Much later, in June 2001, when we had to move our investigation to Sanaa because of the threats from al-Qaeda against our lives, we had a meeting with a member of the Senate Intelligence Committee, along with his chief of staff. After our official meeting ended and the senator walked out, the chief of staff closed the door, trapping us in the room.“Just a moment,” he said. Thinking we were about to get some deep insight, we waited. “I’m sympathetic to everything you’re saying,” he said, “but you have to be patient. Unfortunately, people in the White House can’t have al-Qaeda linked to the Cole attack.” His tone was apologetic and
sympathetic, as if he were trying to help us understand what was coming.
We looked at him in shock. “What do you mean not linked?” I said. “Al-Qaeda is already linked. Everyone with access to intelligence briefings in the U.S. government knows that.”
“Look,” he said nervously, “you need to understand what’s really going on.” He paused. “To tell you the truth, we completely don’t agree with the White House on this one, but from their perspective they don’t want bin Laden involved in the USS Cole. The president is weak right now. The country is not united behind him and is still split over his election victory over Al Gore. He’s not going to risk capital going after al-Qaeda in Afghanistan and splitting the country more. But if the Cole bombing is publicly declared to be an al-Qaeda attack, he’s going to look weak on national security if he doesn’t act. So the White House doesn’t want al-Qaeda blamed for the Cole.”
“That may be,” I replied to the chief of staff, “but we report the facts. And the fact is that al-Qaeda is behind the attack on the USS Cole. What the White House does with that information is above our level.”
Bob McFadden and I brushed past him and walked out, as did the others.

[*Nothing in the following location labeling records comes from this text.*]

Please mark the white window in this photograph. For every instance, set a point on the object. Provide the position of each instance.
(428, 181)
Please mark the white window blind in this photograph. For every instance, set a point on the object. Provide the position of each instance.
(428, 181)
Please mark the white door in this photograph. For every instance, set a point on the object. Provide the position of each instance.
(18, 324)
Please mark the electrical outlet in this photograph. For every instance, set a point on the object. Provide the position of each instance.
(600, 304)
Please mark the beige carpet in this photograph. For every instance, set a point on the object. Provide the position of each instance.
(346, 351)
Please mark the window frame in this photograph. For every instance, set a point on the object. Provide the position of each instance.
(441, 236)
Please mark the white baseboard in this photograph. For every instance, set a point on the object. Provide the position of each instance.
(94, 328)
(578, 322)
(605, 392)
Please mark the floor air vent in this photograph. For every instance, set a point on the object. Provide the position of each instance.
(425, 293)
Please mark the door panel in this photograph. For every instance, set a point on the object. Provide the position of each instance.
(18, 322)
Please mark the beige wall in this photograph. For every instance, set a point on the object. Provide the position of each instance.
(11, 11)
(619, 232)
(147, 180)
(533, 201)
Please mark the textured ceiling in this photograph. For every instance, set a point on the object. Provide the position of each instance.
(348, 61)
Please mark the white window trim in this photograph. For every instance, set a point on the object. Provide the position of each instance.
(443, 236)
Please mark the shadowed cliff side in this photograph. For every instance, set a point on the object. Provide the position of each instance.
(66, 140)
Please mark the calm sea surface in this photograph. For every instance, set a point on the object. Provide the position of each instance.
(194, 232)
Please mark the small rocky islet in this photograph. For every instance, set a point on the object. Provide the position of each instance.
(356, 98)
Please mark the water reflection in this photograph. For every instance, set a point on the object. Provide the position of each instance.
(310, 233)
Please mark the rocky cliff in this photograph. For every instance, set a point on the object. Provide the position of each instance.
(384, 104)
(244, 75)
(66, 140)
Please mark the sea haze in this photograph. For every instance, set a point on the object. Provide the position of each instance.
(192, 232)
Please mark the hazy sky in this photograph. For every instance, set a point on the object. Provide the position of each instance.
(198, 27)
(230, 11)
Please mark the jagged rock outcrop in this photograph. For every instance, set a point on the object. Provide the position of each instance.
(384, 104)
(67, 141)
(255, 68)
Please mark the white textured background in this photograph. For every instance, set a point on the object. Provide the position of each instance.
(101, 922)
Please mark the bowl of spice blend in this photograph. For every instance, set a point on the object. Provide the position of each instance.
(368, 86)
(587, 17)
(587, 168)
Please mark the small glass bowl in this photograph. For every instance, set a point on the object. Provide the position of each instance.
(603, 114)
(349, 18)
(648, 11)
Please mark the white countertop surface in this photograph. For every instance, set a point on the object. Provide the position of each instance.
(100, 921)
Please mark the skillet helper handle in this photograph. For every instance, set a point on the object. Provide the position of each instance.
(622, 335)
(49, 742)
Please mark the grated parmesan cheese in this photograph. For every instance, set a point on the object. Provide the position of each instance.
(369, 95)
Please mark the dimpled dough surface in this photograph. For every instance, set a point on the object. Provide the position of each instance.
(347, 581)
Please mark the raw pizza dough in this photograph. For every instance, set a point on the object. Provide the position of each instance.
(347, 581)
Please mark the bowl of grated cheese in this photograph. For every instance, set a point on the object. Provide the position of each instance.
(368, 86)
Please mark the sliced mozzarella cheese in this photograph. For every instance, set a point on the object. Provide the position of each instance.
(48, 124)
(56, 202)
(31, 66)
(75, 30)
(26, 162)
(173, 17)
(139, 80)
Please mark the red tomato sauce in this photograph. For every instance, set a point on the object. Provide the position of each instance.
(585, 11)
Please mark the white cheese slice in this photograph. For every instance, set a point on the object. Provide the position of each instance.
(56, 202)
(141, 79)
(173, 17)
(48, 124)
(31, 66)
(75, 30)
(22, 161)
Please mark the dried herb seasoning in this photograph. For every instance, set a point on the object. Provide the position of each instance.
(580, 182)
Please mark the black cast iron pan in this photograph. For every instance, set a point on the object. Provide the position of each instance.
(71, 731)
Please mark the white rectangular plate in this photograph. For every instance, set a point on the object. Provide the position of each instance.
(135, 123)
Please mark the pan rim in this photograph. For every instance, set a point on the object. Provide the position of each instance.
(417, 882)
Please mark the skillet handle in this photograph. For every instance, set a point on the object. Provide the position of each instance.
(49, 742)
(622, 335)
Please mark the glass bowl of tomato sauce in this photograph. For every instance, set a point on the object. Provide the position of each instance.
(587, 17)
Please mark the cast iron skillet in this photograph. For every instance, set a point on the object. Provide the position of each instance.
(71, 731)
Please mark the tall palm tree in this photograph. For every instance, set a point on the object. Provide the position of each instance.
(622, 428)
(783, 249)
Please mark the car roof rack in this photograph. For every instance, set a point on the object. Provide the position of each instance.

We were getting daily death threats from al-Qaeda while investigating the death of seventeen U.S. sailors, and for political reasons it seemed that no one in Washington gave a damn.
According to the 9/11 Commission, some members of President Bush’s team opposed responding to the USS Cole attack. The commission reported that defense secretary Donald Rumsfeld “thought that too much time had passed and his deputy, Paul Wolfowitz, thought the Cole attack was ‘stale.’” Maybe to them, but not to us, not to the victims and their families, and certainly not to bin Laden and al-Qaeda.
Toward the end of November John left the country to go home for Thanksgiving. When he tried to return, Ambassador Bodine refused to issue him a country clearance. This shocked FBI headquarters, as it was the first time in memory that an ambassador had banned a senior U.S. government official from entering a country to investigate a terrorist act. I was also out of the country at the time, following leads first in Jordan and then in the United States.